T-cells are a crucial component of the adaptive immune system, the body’s defence system that ‘adapts’ to best fight off a specific pathogen. T-cells become ‘auto-reactive’ and mistakenly identify parts of the brain and spinal cord as infectious invaders and launch an attack. Most students of medicine and human biology will recognise this hypothesis from lectures and textbooks, but “this was not established dogma at the time.” 25 years ago, Professor Compston followed his hypothesis’s predictions and sought a drug to eliminate auto-reactive T-cells and thereby stop MS’s progress. This search pushed him into turning the Campath-1H antibody, developed here at Cambridge, into a licensed MS therapy.

A sound hypothesis, he argues, was also essential to shepherd this therapy through the many setbacks it faced. A telling example is alemtuzumab’s first clinical trial: an eight-year experiment that found many nasty side effects and few benefits. In spite of this setback, he and his team still believed in their therapy. He realised that he had made the mistake of “treating patients who were too far gone,” late stage patients who had already suffered neurodegeneration from the ravages of autoimmunity in the brain. Professor Compston, then facing even higher resistance and criticism, hypothesised that the T-cells had to be stopped early, before they could inflict irreversible damage on the nervous system. A sound hypothesis, therefore, allowed him to diagnose the flaw in his experiment in a way that masses of data alone would have missed.

Professor Compston believes in the importance of personal relationships as much as in hypothesis, “the power of the advocacy of the individual,” as he put it. Relationships, he says, shaped his career, including those that introduced him to the topic of MS research and brought him to Cambridge, and so allowed him to achieve many of his goals, such as being a founding member of the prestigious Centre for Brain Repair. Personal relationships, “not the force of data,” overcame one of alemtuzumab’s most daunting hurdles: getting a foothold in the business world. “Businesses are easily frightened off,” so alemtuzumab had been bought and sold, though no company chose to develop it as an MS therapy. The breakthrough occurred only when the CEO of ILEX, a San Antonio, Texas-based company, visited Cambridge and met one of Professor Compston’s patients. This patient argued eloquently and persuasively that this therapy had changed her life for the better. This patient and her conviction finally convinced ILEX to back the therapy.

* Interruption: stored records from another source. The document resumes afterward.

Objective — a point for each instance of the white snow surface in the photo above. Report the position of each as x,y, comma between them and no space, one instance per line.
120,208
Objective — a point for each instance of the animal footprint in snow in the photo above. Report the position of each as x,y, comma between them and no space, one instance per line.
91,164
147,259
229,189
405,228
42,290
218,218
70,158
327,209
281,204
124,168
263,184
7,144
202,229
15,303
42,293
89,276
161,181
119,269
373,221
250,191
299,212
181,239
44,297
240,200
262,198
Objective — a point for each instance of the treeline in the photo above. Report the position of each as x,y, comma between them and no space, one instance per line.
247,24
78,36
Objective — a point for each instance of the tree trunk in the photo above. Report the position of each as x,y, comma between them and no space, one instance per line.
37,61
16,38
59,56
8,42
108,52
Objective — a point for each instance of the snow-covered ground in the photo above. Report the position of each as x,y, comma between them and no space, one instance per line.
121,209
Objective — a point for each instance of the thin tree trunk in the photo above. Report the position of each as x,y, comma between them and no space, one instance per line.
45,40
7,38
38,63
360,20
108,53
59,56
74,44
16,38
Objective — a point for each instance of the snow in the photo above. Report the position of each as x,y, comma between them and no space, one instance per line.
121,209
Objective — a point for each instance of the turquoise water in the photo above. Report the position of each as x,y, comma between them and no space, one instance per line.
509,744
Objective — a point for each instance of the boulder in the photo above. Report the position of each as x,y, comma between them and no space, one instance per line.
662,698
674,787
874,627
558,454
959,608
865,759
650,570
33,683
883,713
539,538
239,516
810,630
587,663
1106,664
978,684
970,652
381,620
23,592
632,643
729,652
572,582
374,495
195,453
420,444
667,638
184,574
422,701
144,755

Twenty-five years after crafting a hypothesis, alemtuzumab finally arrived on the market in Europe and in the USA. This brings us to the last of Professor Compston’s themes: perseverance. “There were moments of extreme gloom and moments of considerable excitement.” Only recently has the success of the therapy validated the hypothesis that spawned it in 1988. Congratulations to Professor Compston on a New Year’s Honour more than two decades in the making.